Imperdibili (Must-See)
Rovaniemi
- Wild About Lapland – Per l’aurora boreale e il tour con gli husky (10km) e la motoslitta.
- Santa Claus Village – Il classico intramontabile.
- Arktikum – Museo e centro scientifico fondamentale per capire l’Artico.
Oulu
- Oulu Market Hall (Kauppahalli) –
- Isola di Pikisaari – L’isola degli artisti.
- Nallikari Beach & Lighthouse – Perfetto per la camminata sul mare ghiacciato.
- Oulun Linna (Castello di Oulu)
Kuopio
- Kuopion Saana – Sauna moderna con vista lago e SPA.
Helsinki
- GuruWalk Helsinki – Per il free walking tour.
- Old Market Hall (Vanha Kauppahalli) – Tapas finlandesi e atmosfera storica.
- Cattedrale di Helsinki – L’icona bianca della città.
- Uspenskin katedraali – La cattedrale ortodossa.
- National Library of Finland – Un capolavoro di architettura interna.
- Amos Rex – Museo d’arte
- Museo di Storia Naturale
Da Mangiare & Bere
Rovaniemi
- Cafè & Bar 21 – I migliori waffle salati della città
- Loft Cafè – Atmosfera cozy e torte fatte in casa.
- Lapland Restaurant Kotahovi – Situato proprio nel villaggio di Babbo Natale.
- Lapland Brewery – Per assaggiare la birra artigianale locale.
Oulu
- Mallassauna – Birrificio e sauna
- Sokeri-Jussin Kievari – Cucina tradizionale in un vecchio magazzino di sale.
- Kauppuri 5 – Famoso per i suoi hamburger
- Kitchen & Bar Oulu – Internazionale ma con ingredienti locali.
- Mallaskellari (Google Maps) – Una taproom accogliente nel cuore di Oulu, ideale per assaggiare diverse craft beer locali.
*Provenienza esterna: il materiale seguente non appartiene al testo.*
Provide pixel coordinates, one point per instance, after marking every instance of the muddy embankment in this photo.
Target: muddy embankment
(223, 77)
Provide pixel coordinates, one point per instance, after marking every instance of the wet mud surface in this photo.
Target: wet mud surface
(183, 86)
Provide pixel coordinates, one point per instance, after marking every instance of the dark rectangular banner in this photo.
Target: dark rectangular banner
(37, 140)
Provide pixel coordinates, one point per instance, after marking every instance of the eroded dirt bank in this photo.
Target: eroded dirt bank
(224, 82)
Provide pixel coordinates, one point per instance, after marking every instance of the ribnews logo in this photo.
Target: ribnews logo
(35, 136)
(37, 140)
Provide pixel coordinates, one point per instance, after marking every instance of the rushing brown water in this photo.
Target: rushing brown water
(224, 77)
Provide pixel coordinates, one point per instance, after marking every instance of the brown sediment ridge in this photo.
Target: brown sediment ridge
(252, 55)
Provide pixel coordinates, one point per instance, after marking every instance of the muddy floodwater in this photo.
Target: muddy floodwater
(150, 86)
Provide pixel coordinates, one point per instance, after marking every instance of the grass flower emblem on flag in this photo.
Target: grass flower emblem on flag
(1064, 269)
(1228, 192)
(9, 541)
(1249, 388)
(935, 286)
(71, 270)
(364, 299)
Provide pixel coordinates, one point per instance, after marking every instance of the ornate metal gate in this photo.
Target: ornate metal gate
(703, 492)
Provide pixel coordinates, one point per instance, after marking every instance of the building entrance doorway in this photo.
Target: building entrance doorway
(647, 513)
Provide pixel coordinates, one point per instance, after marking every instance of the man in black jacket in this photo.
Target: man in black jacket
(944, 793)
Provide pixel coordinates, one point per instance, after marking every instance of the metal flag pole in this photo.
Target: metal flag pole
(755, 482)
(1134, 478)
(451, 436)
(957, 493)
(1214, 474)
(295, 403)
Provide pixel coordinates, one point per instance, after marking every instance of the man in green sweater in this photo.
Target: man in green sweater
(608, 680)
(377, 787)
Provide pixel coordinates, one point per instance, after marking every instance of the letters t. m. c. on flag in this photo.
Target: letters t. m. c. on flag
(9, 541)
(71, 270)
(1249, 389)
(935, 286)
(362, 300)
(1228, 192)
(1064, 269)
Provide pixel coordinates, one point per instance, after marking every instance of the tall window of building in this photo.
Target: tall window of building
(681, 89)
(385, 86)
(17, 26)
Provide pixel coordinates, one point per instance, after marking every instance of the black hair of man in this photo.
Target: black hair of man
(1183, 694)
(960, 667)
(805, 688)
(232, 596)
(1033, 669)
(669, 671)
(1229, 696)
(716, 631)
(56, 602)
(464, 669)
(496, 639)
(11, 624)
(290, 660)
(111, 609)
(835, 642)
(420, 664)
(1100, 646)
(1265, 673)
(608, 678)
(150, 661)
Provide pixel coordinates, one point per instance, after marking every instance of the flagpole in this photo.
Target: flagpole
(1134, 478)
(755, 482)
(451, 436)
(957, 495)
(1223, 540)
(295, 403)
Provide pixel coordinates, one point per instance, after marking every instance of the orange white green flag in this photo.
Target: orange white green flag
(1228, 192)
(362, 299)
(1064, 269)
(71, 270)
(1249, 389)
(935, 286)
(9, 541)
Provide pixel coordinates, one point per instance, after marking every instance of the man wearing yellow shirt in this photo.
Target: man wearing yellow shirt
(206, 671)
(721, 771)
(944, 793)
- Ravintola Teerenpeli (Google Maps) – Un classico finlandese. Producono non solo ottime birre ma anche pluripremiati whisky e sidri.
Kuopio
- Fisu Saana (Kuopio) – Salmone eccellente.
- Iso-Kallan Panimo (Google Maps) – Birrificio artigianale che punta tutto sulla qualità e sulla tradizione locale.
- RPS Brewing (Google Maps) – Il nome sta per Rock, Paper, Scissors. È un birrificio super moderno.
Helsinki
- Salama Nation (Google Maps) –Luci al neon, lampade lava e birre IPA incredibili.
- Ekberg 1852 (Helsinki) – La pasticceria più antica della Finlandia.
- Sea Horse (Helsinki) – Un classico dal 1934 per piatti tipici come le aringhe.
- Ravintola Salve (Helsinki) – Storico ristorante di pescatori.
Dove Dormire
Da leggere prima (o durante) il viaggio
- Memorie di Papà Mumin di Tove Jansson – Non si può capire la Finlandia senza i Mumin. Questo libro in particolare celebra lo spirito d’avventura e la libertà, perfetto per accompagnare un diario di viaggio.
- Kalevala – L’epopea nazionale finlandese. È una raccolta di miti e leggende che ti farà vedere le foreste e i laghi con occhi diversi. Sapevi che ha ispirato tantissimo Tolkien per il suo Signore degli Anelli?
- Lettere di Babbo Natale di J.R.R. Tolkien – Se vai a Rovaniemi, questo è un must. Sono le lettere che Tolkien scriveva ai suoi figli fingendo di essere Babbo Natale. Leggerlo mentre sei nel suo villaggio ufficiale è pura magia!